If I’m a healthcare organization, I already answer questions about Business Associate Agreements (BAA’s) in my annual HIPAA Security Risk Analysis and I understand that if my Business Associate experiences a breach, I am responsible for notifying the individuals and HHS (along with my State in many cases). As a healthcare organization, I would also want to ensure my partners have a strong security posture which include controls and safeguards to prevent them from falling victim to HIPAA violations and fines where patient health information, financial, and reputational risk are all at stake.

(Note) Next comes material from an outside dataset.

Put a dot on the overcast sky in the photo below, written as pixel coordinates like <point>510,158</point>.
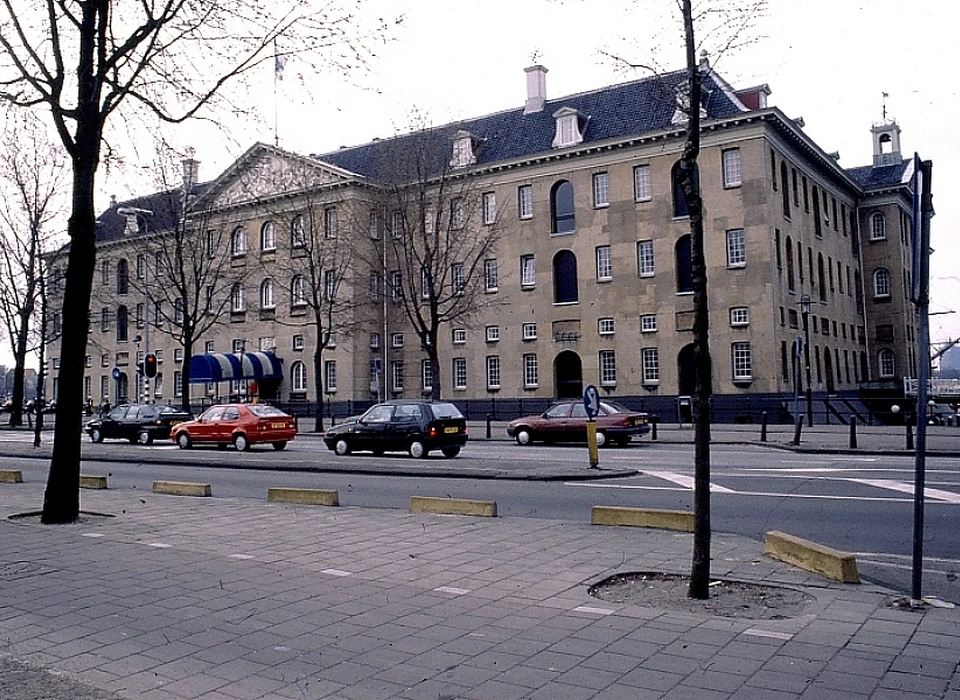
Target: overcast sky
<point>827,61</point>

If I’m a business associate, I want to demonstrate to my covered entity partner(s) that I take security and privacy seriously. I want to show that my organization can be trusted.
All it takes is one employee clicking on a phishing email, one unhappy “whistle blower” to trigger an audit, or one mistreatment of protected health information (PHI) and the Office of Civil Rights (OCR) is knocking on your door ready to do its job.
What is a Business Associate?
A business associate is defined as, “a person or entity who performs functions or activities on behalf of, or provides certain services to, a covered entity that involves access to protected health information (PHI).” A business associate is also considered a subcontractor that creates, receives, maintains, or transmits PHI on behalf of another business associate.
Three items required of a Business Associate
- Perform and document a security risk assessment (45 CFR 164.308)
- Implement specified physical, administrative and technical safeguards to protect ePHI (45 CFR 164.300)
- Report security incidents and privacy breaches to the Covered Entity (45 CFR 164.314(a), 165.410, and 164.502(e))
What is a HIPAA Security Risk Analysis?
When the Security Rule was added to HIPAA, we learned it, “identifies risk analysis as the foundational element in the process of achieving compliance, and it establishes several objectives that any methodology adopted must achieve.”
Essentially, the HIPAA security risk analysis (SRA) is meant to identify potential risks and vulnerabilities to your organization. Once the risks are identified, using NIST standards, a plan can be put in place to properly prioritize the level of risk to your organization (Likelihood x Impact = Level of Risk). Then, it is time to remediate and complete your SRA.
How often do I need to do a Security Risk Analysis?
The U.S. Department of Health & Human Services (HHS) says the risk analysis process should be ongoing. In order for an entity to update and document its security measures “as needed,” which the Security Rule requires, it should conduct continuous risk analysis to identify when updates are needed. (45 C.F.R. §§ 164.306(e) and 164.316(b)(2)(iii).)
Per HHS, the Security Rule does not specify how frequently to perform risk analysis as part of a comprehensive risk management process. However, nearly all covered entities and business associates may perform these processes at least annually depending on circumstances of their environment.
Can we get away without performing a Security Risk Analysis?
Just like there are motorists on the road without car insurance, I’m sure there are healthcare organizations and business associates conducting business without performing their SRA. These motorists hope they don’t get pulled over or get in an accident. Comparatively speaking, everyone hopes they don’t have an employee that mistakenly clicks the wrong link in an email and creates a breach related incident.
If you are a business associate, you are required to comply with HIPAA rules like a covered entity before signing your BAA. This is done by completing a full HIPAA security risk analysis which should be updated at least every 3 years, or when significant changes happen to your computing environment. It is important to always implement policies and procedures that satisfy HIPAA compliance.
It’s good for your organization and those with whom you do business and can save millions in an audit.